Getting Started

Overview

MultiMedia Interchange Format (MMIF) is a JSON(-LD)-based data format designed for reproducibility, transparency and interoperability for customized computational analysis application workflows. This documentation focuses on Python implementation of the MMIF. To learn more about the data format specification, please visit the MMIF website. mmif-python is a public, open source implementation of the MMIF data format. mmif-python supports serialization/deserialization of MMIF objects from/to Python objects, as well as many navigation and manipulation helpers for MMIF objects.

Prerequisites

  • Python: the latest mmif-python requires Python 3.8 or newer. We have no plan to support Python 2.7.

Installation

Package mmif-python is distributed via the official PyPI. Users are supposed to pip-install to get latest release.

pip install mmif-python

This will install a package mmif to local python.
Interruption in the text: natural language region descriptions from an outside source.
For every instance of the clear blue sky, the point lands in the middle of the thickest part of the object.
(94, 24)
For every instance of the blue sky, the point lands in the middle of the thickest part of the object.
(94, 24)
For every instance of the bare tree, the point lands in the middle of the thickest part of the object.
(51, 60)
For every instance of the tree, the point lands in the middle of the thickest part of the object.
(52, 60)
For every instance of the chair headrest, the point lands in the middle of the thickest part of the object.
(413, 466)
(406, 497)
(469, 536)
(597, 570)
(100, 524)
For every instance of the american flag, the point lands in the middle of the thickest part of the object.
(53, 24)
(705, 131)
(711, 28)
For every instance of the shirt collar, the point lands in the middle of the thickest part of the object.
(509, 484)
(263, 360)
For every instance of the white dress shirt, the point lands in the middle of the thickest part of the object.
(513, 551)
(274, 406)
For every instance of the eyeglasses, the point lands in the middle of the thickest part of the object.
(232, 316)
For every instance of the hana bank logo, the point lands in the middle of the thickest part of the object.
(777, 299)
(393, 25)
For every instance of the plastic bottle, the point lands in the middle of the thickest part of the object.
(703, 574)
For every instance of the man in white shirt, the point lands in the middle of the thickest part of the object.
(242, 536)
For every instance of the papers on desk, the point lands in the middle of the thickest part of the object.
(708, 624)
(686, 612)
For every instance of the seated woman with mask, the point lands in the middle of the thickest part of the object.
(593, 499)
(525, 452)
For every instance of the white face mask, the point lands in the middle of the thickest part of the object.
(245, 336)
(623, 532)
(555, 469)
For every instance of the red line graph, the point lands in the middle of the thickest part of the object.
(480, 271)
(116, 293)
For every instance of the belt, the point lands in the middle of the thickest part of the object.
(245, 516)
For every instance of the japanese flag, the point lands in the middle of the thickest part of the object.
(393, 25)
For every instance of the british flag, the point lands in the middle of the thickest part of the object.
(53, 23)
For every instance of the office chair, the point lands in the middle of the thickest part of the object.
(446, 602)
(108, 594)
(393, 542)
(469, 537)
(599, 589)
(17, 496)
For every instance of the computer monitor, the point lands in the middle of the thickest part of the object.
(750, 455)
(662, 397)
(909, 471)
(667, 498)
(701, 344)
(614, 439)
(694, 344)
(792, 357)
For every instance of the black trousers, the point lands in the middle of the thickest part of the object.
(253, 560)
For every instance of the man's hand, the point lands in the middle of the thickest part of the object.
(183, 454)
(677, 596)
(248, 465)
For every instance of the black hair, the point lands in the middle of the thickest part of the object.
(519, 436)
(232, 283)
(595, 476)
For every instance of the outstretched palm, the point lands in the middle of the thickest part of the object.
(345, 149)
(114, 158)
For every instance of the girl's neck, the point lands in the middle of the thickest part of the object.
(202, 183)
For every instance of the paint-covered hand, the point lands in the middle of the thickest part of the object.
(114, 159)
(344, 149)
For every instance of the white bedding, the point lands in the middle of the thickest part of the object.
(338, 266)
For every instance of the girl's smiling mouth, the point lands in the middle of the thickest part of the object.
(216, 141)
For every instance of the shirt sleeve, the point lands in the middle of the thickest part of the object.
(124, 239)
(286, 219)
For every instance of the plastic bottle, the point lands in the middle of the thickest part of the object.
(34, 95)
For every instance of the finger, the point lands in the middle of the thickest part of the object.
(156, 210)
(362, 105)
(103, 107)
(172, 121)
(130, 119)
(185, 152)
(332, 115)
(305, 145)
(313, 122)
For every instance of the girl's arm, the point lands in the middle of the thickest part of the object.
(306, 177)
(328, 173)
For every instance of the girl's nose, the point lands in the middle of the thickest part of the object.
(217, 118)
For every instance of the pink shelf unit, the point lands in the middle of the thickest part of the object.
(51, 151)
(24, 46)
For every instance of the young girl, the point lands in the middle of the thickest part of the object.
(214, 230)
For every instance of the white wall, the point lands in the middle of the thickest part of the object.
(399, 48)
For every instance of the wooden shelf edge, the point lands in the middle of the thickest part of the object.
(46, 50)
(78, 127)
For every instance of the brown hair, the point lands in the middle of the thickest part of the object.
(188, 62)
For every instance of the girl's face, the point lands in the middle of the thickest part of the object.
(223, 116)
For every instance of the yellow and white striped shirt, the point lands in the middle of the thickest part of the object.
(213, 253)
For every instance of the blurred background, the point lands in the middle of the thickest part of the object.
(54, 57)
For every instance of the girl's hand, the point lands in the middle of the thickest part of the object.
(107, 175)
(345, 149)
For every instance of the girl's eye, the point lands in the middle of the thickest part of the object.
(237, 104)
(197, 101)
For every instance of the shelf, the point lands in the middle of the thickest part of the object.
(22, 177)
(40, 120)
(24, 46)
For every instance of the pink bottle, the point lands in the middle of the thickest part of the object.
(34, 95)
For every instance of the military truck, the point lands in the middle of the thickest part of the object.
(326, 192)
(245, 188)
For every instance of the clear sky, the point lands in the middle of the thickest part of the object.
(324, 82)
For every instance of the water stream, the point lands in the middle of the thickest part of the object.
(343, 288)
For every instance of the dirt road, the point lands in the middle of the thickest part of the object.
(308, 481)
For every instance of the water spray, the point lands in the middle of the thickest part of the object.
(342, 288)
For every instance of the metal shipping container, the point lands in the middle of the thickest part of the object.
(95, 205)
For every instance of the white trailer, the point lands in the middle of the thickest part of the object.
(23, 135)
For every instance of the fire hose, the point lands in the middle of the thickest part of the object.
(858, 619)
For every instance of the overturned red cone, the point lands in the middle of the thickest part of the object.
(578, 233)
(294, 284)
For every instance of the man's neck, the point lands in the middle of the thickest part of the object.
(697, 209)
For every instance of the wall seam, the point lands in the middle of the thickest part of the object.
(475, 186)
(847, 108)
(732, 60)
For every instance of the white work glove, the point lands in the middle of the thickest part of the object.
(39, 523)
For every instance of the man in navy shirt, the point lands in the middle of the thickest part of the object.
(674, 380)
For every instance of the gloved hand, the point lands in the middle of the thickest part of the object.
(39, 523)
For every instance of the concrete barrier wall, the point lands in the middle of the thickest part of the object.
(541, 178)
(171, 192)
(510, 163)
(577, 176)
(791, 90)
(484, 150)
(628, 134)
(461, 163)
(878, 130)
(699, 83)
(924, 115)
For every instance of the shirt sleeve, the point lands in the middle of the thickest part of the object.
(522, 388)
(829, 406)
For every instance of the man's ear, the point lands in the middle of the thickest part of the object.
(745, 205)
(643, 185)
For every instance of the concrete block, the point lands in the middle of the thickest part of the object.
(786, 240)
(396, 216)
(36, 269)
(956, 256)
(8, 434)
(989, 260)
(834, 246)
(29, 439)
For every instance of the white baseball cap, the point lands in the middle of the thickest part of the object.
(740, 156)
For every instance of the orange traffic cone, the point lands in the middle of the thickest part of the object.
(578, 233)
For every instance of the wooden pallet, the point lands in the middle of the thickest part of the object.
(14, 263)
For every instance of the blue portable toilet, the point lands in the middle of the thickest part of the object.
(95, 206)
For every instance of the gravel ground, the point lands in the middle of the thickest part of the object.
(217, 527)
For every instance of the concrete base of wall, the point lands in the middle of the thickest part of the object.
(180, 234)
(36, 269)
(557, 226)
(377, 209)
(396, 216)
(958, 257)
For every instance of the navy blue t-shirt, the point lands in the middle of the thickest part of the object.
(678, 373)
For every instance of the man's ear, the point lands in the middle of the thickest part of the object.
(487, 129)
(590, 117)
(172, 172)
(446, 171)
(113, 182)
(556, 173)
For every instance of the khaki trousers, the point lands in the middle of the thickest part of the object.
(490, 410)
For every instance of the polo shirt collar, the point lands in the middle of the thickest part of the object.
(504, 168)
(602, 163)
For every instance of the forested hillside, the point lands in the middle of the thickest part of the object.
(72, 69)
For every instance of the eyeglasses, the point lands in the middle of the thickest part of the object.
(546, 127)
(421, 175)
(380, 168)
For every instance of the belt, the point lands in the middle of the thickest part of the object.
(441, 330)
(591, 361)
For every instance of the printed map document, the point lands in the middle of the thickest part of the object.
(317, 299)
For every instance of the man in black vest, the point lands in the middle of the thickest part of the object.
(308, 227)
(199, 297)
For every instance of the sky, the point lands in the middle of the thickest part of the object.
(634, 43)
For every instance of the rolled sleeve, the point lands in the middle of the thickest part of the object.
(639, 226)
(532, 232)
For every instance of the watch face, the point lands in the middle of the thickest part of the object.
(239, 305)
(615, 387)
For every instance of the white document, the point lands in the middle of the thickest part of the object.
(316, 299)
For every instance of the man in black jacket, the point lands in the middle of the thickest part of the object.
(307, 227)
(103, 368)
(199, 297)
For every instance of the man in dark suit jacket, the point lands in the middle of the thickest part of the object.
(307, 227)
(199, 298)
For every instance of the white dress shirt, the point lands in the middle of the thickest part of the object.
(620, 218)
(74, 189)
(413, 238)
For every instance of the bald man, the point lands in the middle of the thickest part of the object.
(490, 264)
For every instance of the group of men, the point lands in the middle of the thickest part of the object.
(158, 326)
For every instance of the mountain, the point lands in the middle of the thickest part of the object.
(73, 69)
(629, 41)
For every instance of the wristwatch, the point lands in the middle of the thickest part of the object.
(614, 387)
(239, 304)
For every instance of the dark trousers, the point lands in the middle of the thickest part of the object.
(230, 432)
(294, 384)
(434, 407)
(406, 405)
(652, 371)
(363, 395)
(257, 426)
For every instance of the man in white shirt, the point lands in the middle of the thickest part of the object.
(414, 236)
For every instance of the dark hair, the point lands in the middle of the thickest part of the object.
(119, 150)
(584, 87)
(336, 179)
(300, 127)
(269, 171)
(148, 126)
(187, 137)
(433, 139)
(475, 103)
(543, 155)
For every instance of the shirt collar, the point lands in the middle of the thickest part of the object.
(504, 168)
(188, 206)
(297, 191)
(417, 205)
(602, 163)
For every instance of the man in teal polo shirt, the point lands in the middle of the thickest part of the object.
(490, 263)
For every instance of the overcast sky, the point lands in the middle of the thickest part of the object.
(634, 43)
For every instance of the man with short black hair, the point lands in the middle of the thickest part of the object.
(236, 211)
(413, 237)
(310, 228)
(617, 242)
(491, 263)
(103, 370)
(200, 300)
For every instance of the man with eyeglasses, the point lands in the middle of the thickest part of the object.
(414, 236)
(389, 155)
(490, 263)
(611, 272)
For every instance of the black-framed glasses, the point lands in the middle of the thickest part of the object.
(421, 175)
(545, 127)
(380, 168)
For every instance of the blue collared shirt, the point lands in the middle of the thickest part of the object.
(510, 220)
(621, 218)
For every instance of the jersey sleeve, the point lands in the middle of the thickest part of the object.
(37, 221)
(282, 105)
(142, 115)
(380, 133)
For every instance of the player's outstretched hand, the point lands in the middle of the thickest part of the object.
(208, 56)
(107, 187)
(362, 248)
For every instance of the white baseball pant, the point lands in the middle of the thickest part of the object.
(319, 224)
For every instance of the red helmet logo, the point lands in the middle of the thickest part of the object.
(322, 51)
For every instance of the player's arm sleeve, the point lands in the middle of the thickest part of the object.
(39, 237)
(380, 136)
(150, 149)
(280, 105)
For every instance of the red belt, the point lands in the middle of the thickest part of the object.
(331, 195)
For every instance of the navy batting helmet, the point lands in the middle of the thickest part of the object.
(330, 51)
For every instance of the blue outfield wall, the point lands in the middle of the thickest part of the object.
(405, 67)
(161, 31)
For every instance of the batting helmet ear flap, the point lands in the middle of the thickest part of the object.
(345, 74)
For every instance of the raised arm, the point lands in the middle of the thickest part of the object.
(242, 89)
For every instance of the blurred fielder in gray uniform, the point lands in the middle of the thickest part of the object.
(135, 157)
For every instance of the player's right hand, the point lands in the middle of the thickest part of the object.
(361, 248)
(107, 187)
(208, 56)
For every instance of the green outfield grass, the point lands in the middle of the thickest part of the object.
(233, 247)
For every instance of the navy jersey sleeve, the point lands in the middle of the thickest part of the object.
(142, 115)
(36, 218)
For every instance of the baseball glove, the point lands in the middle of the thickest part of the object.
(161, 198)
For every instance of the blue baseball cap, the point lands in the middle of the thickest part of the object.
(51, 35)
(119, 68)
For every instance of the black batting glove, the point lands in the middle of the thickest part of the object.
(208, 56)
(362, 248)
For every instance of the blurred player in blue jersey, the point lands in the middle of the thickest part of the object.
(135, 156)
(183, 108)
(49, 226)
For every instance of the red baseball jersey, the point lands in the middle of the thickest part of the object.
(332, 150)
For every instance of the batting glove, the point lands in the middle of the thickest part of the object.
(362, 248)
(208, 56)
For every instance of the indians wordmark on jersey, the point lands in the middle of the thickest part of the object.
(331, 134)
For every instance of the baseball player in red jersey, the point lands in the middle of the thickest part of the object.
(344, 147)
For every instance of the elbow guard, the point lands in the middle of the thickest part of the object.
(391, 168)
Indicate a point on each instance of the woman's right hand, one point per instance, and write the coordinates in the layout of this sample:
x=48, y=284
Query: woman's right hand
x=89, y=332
The MMIF format and specification is evolving over time, and mmif-python package will be updated along with the changes in MMIF format.

Note

MMIF format is not always backward-compatible. To find out more about relations between MMIF specification versions and mmif-python versions, please take time to read our decision on the subject here. If you need to know which python SDK supports which specification version, see Target MMIF Versions page.

MMIF Serialization

mmif.serialize.mmif.Mmif represents the top-level MMIF object. For subcomponents of the MMIF (view objects, annotation objects, metadata for each object) are all subclass of mmif.serialize.model.MmifObject, including the mmif.serialize.mmif.Mmif. To start with an existing MMIF str, simple initiate a new Mmif object with the file.

import mmif
from mmif import Mmif

mmif_str = """{
"metadata": {
  "mmif": "http://mmif.clams.ai/1.0.0"
},
"documents": [
  {
    "@type": "http://mmif.clams.ai/vocabulary/VideoDocument/v1",
    "properties": {
      "id": "m1",
      "mime": "video/mp4",
      "location": "file:///var/archive/video-0012.mp4"
    }
  },
  {
    "@type": "http://mmif.clams.ai/vocabulary/TextDocument/v1",
    "properties": {
      "id": "m2",
      "mime": "text/plain",
      "location": "file:///var/archive/video-0012-transcript.txt"
    }
  }
],
"views": []}"""
mmif_obj = Mmif(mmif_str)

Few notes;

  1. MMIF does not carry the primary source files in it.

  2. MMIF encode the specification version at the top. As not all MMIF versions are backward-compatible, a version mmif-python implementation of the MMIF might not be able to load an unsupported version of MMIF string.

When serializing back to str, call mmif.serialize.model.MmifObject.serialize() on the object.

To get subcomponents, you can use various getters implemented in subclasses. For example;

from mmif.vocabulary.document_types import DocumentTypes

for video in mmif_obj.Mmif.get_documents_by_type(DocumentTypes.VideoDocument):
  with open(video.location_path(), 'b') as in_video:
    # do something with the video file

For a full list of available helper methods, please refer to the API documentation.